Our school does teach Latin, but only as an after school thing. That said, by the end of the year virtually every one of our kids will have sung the Agnus in Latin (so far it's only 2/3) and, as I've said before, they sing it with gusto. They don't rival the Shiney Jesus Song in terms of decibels, but they certainly sing louder than they do for modern mass settings. The key thing for our kids is the catechesis that goes with it. When they know that our Church exists outside of time they perceive the value in singing the same words and tunes as their fellow Church members in the Communion of Saints going back 1000 years. Let them sing or say the Kyrie and tell them that they're the oldest words still extant in the Mass, words that unite nearly 2000 years of Christians and they develop a kind of enthusiasm for it.

I can't help not agreeing with the original article in that it seems to advocate a kind of 'activism'.

As Cardinal Ratzinger, Pope Benedict spurned the old Low Mass mentality of a congregation sat in silence going about their private devotions and not responding to the Mass, but also rejects the idea that everybody has to have something to do in order to participate actively. The multiplication of empty gestures and parrot responses is of no use in fostering active participation. With the kids at school I try to get them to enter into every prayer, be aware of what is being said, and get them to join with that prayer internally - I'm sure that's what the Council Fathers had in mind and it would certainly be consitent with the intentions of the 20th century liturgical movement.
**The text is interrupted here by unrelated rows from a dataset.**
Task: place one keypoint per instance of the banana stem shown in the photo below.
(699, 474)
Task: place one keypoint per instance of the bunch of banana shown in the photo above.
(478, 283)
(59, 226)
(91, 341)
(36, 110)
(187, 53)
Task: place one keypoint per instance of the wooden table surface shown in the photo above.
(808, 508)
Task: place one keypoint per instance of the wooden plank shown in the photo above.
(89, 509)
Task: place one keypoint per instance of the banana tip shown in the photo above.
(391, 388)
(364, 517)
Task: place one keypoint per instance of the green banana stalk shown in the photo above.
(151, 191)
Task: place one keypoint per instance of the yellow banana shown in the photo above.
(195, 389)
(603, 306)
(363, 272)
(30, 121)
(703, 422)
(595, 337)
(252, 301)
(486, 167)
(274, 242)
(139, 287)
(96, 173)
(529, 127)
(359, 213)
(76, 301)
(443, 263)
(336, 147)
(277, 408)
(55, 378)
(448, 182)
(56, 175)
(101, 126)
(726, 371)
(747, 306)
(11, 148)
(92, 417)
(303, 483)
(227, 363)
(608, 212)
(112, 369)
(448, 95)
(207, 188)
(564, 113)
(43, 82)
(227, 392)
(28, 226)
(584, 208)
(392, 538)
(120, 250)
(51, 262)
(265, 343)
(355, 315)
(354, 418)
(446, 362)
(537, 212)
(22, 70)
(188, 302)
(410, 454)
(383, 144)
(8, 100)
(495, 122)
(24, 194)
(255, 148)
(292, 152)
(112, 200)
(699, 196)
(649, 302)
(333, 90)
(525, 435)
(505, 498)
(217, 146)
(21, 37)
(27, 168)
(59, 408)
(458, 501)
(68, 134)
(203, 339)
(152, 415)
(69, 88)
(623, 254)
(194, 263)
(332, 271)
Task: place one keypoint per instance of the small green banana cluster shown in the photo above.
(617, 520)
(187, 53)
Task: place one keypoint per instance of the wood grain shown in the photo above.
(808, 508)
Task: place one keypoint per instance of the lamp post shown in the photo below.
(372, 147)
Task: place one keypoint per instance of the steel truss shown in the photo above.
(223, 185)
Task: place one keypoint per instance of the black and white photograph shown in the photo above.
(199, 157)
As regards the place of chant and Latin. Obedience to the Church, to what Vat II actually said (as opposed to what people say that it said), and awareness of the fact that the Church is not just here and now, means that our school will find a place for chant and Latin as long as I'm there - and by the same token we'll, occasionally, find a place for Victoriana. However, we will always introduce new music (I know I seem like the arch-traditionalist here, but at school I get more complaints about there always being something new in every Mass "What's wrong with Bind Us Together and the Hopwood Mass?" they say)because the Church cannot be stuck in the past, it just has to remember that it has one!

Off-topic a little (unless, as I suspect, the article is a criticism of the Benedictine reform under way in Rome), but read Ratzinger and look at what's happening in Rome. There's no question of him wanting to turn back the clock to 1962 if you read him carefully (see how readily he's raised the bar for the SSPX over the Good Friday prayer for the Jews). For 40 years we have focused on the Church in the here and now, seeking a kind of ecumenical liturgy which is about harmony with other contemporary Christians and othe contemporary cultures. I don't think that Pope Benedict XVI rejects that, but wants us to focus also on the fact that we are a Church at one with our spiritual ancestors - a kind of reminder that our Church is built on rock and not on shifting sands. I think the phrase that Pope Benedict used to the Curia in 2005 was interpreting Vat II with a hermeneutic of continuity and not rupture.